小川の「最高の文化事業」には、「書き手の面倒を見る」ということが当然に含まれている。これをパトロンという概念で眺めると面白い。中世の貴族などが文人を抱える食客の文化から始まり、近世の町衆や豪商などによる同好の士的なネットワーク、近代の大衆社会の到来に伴う本格的な商業化と作家の職業化という長大な歩みがある。
歴史学者の今田(こんた)洋三は、近世の出版文化について、「十六世紀までの書物の刊行は、文化的事業ではあっても経済的活動を目的として含んでいない。プリンティングではあってもパブリッシングではなかった」(『江戸の本屋さん 近世文化史の側面』平凡社ライブラリー)と非常に重要な指摘をしている。
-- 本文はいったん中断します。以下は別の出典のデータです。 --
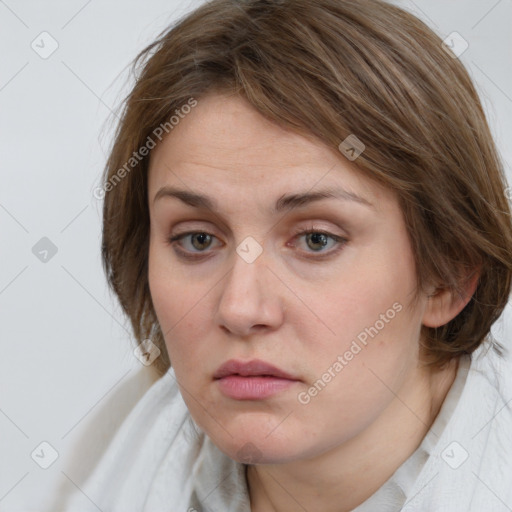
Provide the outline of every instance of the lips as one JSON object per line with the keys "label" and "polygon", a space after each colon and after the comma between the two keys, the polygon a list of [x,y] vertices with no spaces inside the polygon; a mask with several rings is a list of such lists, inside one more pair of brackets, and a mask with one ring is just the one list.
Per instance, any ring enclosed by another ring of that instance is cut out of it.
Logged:
{"label": "lips", "polygon": [[277,368],[265,361],[253,359],[248,362],[230,359],[222,364],[214,373],[214,379],[222,379],[230,375],[241,377],[274,377],[287,380],[298,380],[289,373]]}
{"label": "lips", "polygon": [[245,363],[230,359],[217,369],[214,382],[219,391],[231,400],[261,401],[278,399],[296,386],[299,379],[259,359]]}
もともと「文化的事業」であったものが、近代以降「経済的活動を目的」としたものへと変貌したというのが事の真相なのだ。であるとすれば、パトロン文化というものは、想像以上に出版文化の根幹に関わっていることが明らかになる。
商業化の時代に確立した出版システムは、人類史において産業化とは無縁のまま美や表現、知の追求がなされていた中世や近世の営みと地続きなのである。そのような特性と来歴を持つパトロン文化のポテンシャルを忘れ、ビジネスだけになったとき、小川のいう「割の悪い商売」だけが残り、出版文化は終わるのだ。